Wien. Minus 0,1 Prozent bei den Brutto- und minus 0,2 Prozent bei den Nettolöhnen. So lautet die Reallohnprognose des Wifo für das Jahr 2017. Grund für das Sinken der Reallöhne sei einerseits die Inflation – und andererseits die kalte Progression. Letztere sorgt bekanntlich ja dafür, dass Arbeitnehmer nach der zum Inflationsausgleich durchgeführten jährlichen Lohnrunde mit einem Teil ihres Gehaltes in eine höhere Progressionsstufe fallen und daher nach Abzug der Inflation sogar weniger im Geldbörsel haben als zuvor.
Vor allem Finanzminister Hans Jörg Schelling (ÖVP) fordert daher, dass die kalte Progression abgeschafft werden soll. Ihm schwebt ein automatisches Anpassen der Progressionsstufen vor, sobald die Inflation kumuliert fünf Prozent ausmacht. Der Koalitionspartner SPÖ sieht einen Automatismus aber skeptisch und möchte lieber beim bestehenden System bleiben, bei dem die kalte Progression von der Regierung per Steuerreform ausgeglichen wird. Dies soll künftig geschehen, sobald die Fünf-Prozent-Hürde überschritten worden ist. Die Politik könne dadurch weiterhin steuernd eingreifen, so das Argument. Zudem dürfte die SPÖ aber auch nicht darauf verzichten wollen, den Wählern entlastende Steuerreformen zu präsentieren.
Mitten in diese Diskussion zwischen den beiden Regierungsparteien platzte nun die WU mit einer Studie, die die Effekte einer Kalten-Progression-Automatik untersucht hat. Das Ergebnis: Ein automatische Angleich der Progressionsstufen nach der durchschnittlichen Inflation würde Besserverdiener tendenziell bevorzugen und überkompensieren. Die Mitte der Einkommenspyramide würde hingegen weniger entlastet werden, als zum Ausgleich der kalten Progression eigentlich notwendig wäre.
Grund dafür sei, dass die durchschnittliche Inflation die reale Teuerung für die einzelnen Einkommensgruppen nicht korrekt darstellen würde. Gerade untere Einkommensschichten müssten größere Anteile ihres Einkommens für Lebensmittel, Wohnen oder Energie ausgeben – Bereiche, bei denen die Teuerung im Untersuchungszeitraum 2009 bis 2015 über dem Durchschnitt lag. Besserverdiener könnten hingegen mehr für Freizeit und Mobilität aufwenden. In diesen Bereichen sei die Inflation jedoch unterdurchschnittlich stark ausgefallen.

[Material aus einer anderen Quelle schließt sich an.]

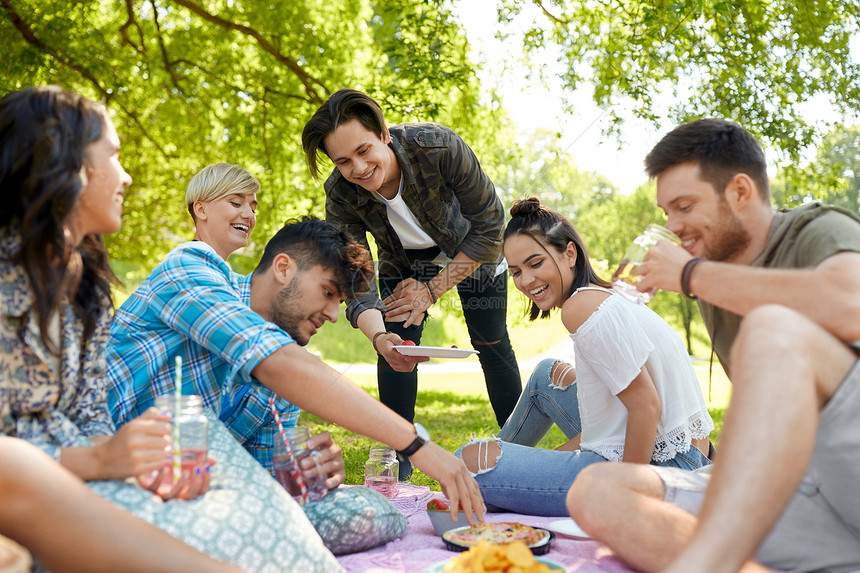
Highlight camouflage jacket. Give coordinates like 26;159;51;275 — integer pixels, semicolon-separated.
324;122;505;327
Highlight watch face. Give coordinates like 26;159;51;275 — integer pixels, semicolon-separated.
415;422;430;441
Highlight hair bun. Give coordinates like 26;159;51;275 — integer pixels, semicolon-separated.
510;197;543;218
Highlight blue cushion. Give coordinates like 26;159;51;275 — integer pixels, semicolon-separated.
302;486;407;555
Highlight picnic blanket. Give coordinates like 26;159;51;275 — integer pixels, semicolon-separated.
335;484;635;572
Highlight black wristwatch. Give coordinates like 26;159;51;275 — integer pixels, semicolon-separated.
396;423;429;458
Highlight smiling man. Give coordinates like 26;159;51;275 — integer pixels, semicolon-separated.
564;119;860;573
106;217;371;474
105;216;488;532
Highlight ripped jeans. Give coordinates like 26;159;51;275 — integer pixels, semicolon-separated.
497;357;581;445
455;358;710;516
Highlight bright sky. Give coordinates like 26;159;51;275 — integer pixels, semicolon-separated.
454;0;855;196
453;0;670;195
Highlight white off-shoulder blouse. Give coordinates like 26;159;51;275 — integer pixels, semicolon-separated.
570;287;714;462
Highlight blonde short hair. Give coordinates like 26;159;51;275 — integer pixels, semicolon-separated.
186;163;260;221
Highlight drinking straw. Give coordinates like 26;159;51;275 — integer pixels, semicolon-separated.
269;395;308;503
173;356;182;484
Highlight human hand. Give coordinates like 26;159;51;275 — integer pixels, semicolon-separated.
94;408;172;480
138;457;216;501
376;333;430;371
636;240;693;295
383;278;432;327
304;432;346;489
409;442;485;526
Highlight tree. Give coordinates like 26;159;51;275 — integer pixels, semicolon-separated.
0;0;504;270
491;128;616;216
496;0;860;163
772;125;860;214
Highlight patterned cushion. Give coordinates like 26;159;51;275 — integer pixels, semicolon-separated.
303;486;407;555
87;412;342;573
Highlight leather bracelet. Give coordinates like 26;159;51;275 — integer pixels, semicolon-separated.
425;282;437;304
371;331;392;354
681;258;705;299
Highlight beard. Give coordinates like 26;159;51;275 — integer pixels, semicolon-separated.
705;200;752;262
269;276;310;346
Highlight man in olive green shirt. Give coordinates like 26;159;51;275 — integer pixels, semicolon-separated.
566;119;860;573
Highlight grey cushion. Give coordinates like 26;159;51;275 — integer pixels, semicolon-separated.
302;486;407;555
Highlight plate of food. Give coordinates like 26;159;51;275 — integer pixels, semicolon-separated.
425;539;566;572
393;345;479;359
545;518;591;540
442;522;554;555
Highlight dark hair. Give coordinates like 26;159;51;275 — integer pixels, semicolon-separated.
255;216;375;300
504;197;609;321
645;118;770;201
0;86;116;352
301;89;387;180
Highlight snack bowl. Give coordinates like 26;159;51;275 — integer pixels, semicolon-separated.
427;508;470;536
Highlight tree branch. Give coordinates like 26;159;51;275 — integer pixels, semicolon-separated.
1;0;174;158
150;0;185;93
531;0;570;25
2;0;112;102
168;0;328;104
120;0;146;56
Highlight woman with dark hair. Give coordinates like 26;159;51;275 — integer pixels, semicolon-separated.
456;197;714;516
0;87;344;573
0;86;249;572
0;85;183;492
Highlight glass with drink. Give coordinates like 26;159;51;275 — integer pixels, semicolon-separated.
273;426;328;505
611;224;682;304
153;394;209;496
364;445;399;497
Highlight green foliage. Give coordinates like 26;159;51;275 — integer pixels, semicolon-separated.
496;0;860;163
493;128;616;215
0;0;503;270
772;124;860;213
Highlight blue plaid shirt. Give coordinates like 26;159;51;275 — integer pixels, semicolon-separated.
106;241;300;472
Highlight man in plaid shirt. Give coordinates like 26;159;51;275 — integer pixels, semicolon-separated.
107;217;366;474
104;217;488;524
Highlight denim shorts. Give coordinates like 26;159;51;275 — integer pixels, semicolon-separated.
652;356;860;572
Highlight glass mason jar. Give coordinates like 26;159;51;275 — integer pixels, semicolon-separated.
273;426;327;504
153;394;209;491
364;445;399;498
611;224;682;304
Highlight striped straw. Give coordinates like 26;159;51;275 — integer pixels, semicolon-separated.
269;396;307;504
172;356;182;484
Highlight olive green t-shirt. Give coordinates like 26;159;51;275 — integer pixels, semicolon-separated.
699;202;860;376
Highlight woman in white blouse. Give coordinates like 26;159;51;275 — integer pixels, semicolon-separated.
456;197;713;516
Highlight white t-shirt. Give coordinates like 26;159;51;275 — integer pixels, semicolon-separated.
375;178;508;276
376;176;437;250
570;288;714;462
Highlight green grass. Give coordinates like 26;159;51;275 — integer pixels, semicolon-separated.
301;366;730;490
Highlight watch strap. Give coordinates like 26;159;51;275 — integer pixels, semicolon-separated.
395;434;426;458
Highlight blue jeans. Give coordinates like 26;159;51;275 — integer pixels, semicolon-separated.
457;358;711;516
497;358;581;445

Wird die kalte Progression nun anhand der durchschnittlichen Inflationsrate ausgeglichen, kommt es zu einer Verschiebung der Steuerlast von höheren zu niedrigeren Einkommensschichten. Profitieren würden Einkommen, die höher als der Median sind (für die untersten Einkommensbezieher ist das Thema neutral, weil diese von der kalten Progression gar nicht betroffen sind, da sie keine Steuer zahlen). Laut Statistik Austria waren das im Vorjahr 25.767 Euro brutto für unselbstständig Erwerbstätige. Am stärksten profitieren würden die obersten 20 Prozent der Einkommenspyramide, die allerdings auch für 80 Prozent des gesamten Lohnsteuereinkommens sorgen.
Für Einzelnen kaum zu spüren
Diese würden zum Teil auf eine Überkompensation von 0,15 Prozent des Durchschnittsteuersatzes kommen – also eine reale Steuersenkung erhalten. Für den Zeitraum zwischen den jüngsten beiden Steuerreformen 2009 und 2015 wäre dies in Summe eine Entlastung von 200 bis 700 Mio. Euro, so die Studie. Im Gegenzug würden vor allem Einkommen knapp unterhalb der Mitte stärker belastet werden – weil die kalte Progression nicht vollständig ausgeglichen wird. Dieser Effekt würde bis zu 0,1 Prozentpunkte des Durchschnittsteuersatzes betragen. Für den Einzelnen sind diese Effekte jedoch wohl nur gering zu spüren. So liegt der Durchschnittsteuersatz beim Medianeinkommen bereits bei 22,1 Prozent und steigt bei höheren Einkommen auf knapp unter 50 Prozent an.